Take a close look at the photo above. Do you recognise her at all? I certainly did not. But if you’re like me and you spend a lot of time surfing gossip, fashion and celebrity sites then you know exactly who it is in that photo, because it’s making world news.

And I can see why. It’s a shocking departure from the Jessica Simpson we know. Or at least the one we used to know in her “Newlyweds” days. But Jessica has been out of the limelight lately. The 29 year old has been busy reflecting on the concept of natural beauty, travelling the world and speaking to all kinds of women about the efforts and cost they go to, to look and feel beautiful – and filming it all for reality TV.

The reality show for VH1 is called “The Price of Beauty” and I’m thinking that this was the ideal solution to Jessica’s problem. She needed a job, and one that she could do without having to act / sing / or be something she wasn’t…. including a size 0.

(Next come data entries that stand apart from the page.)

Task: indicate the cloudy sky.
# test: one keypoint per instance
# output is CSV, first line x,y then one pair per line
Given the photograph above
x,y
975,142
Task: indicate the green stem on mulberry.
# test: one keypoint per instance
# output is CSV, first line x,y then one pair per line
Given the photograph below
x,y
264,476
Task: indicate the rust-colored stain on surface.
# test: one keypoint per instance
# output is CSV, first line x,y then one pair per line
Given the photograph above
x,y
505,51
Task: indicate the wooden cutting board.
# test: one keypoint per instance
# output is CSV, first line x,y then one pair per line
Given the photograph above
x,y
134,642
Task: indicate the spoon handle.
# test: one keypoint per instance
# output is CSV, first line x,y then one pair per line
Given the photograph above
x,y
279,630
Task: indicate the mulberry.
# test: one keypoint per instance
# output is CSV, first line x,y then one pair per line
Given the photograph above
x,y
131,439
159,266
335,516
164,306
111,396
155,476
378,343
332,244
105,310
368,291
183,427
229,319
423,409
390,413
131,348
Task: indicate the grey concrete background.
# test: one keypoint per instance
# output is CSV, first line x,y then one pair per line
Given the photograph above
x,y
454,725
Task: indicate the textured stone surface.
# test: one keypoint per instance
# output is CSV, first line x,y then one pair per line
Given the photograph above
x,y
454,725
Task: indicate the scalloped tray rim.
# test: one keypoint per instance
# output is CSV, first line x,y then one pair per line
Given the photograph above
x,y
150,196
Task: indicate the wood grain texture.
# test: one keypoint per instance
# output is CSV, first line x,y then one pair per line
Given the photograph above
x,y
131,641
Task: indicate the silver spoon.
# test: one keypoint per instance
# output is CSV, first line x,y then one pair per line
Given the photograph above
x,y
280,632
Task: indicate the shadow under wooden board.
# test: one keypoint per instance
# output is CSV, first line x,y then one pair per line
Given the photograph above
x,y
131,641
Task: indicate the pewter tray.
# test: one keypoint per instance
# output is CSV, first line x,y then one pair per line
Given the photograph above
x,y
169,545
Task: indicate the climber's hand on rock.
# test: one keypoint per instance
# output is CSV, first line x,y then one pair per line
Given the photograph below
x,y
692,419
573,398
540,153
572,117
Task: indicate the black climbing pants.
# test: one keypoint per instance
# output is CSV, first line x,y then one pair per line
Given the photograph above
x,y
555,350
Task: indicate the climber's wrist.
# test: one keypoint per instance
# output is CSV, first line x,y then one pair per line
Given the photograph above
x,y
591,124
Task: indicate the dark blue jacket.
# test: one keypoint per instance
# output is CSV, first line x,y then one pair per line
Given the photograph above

And so this show seems to be the perfect fit for her. These days we never quite know how we’ll find Jess looking. One day she’s fat, then thin, then fat again. (I use the term fat very loosely). It’s a tabloid’s meal ticket when they can count on a celebrity gaining and losing weight that often, because incase you haven’t noticed, women’s magazine covers love a good weight loss story as much as men’s mags love a good pair of norks.

And so Jessica has done what few have dared to do, and appeared on the cover of Marie Claire’s May issue with air-dried hair and wearing no makeup – and with no airbrushing or photo-shopping.

She told the magazine, “I don’t have anything to prove anymore. What other people think of me is not my business.” She goes on to say, “After everything I’ve gone through this past year with people just being fixed on me gaining some weight, that was really hard on me to be in the media all the time and to be … scrutinized like that,” says Simpson, who admits, “I was paranoid. Everywhere I would go, people would say, ‘Oh, you’re not that fat!’ That was a very difficult time for me.”

And so it appears that the process of speaking to other women has led to some mental corrective surgery of her own. Says the blonde, “I really found confidence within myself, I do think we put too much pressure on women to be beautiful, and to be perfect. The show was my own search to find my own beauty within.”

She’s not the first to go organic. Jennifer Hawkins did it for Marie Claire in February of this year, and France did the same with their April edition, although I failed to see the “Wow – they look so normal” factor on either cover. Both women are ridiculously blessed with proportion, symmetry and skin tone, and so the whole ‘un-modified image’ principle was lost on me. Nevertheless, it seems to be the latest craze – and a trend that I hope lasts longer than fuchsia lipstick did. (I loved my Lancome Rouge Framboise lipstick)

But Jessica Simpson’s cover is different. I don’t see a professional model who looks as though she just stepped out of a tanning bed and fell semi-naked onto a studio floor, then happened to smile for the camera… looking back at me. While Simpson does maintain her youth and beauty, I think – she looks regular.

I’ve always thought Jessica was super-brainy. The genetic combination of a high IQ with yellow toned hair follicles – often generates false representation in women, false eyelashes even. But beware… those who possess this powerful combo are usually one step ahead. And this stunt proves it.

She’s brave and she’s brilliant, because she realises that this magazine cover will promote her show FAR more than a styled airbrushed photo could have. And how bad could you look when you have a face half covered by hair and you’re beauty regime includes weekly facials, visits with your mate (hairdresser to the stars) Ken Paves, and routine botox injections? (Although she does seem to have laid off the lip collagen which is refreshing).

Actually – if you listen closely you’ll hear me cheering from the sidelines for Jessica. Not only with this magazine cover, but also for her show – which will hopefully bring new confidence to women and their body image, the same way Carson’s “How to Look Good Naked” did.

But in between cheers, I find myself tut tutting, wondering with cynicism if this show (like the cover) is just calling itself reality – when in actual fact it is calculated and every part – every person has been positioned to accommodate Jessica’s return to the limelight – by perpetuating an issue that seems to be the problème du jour.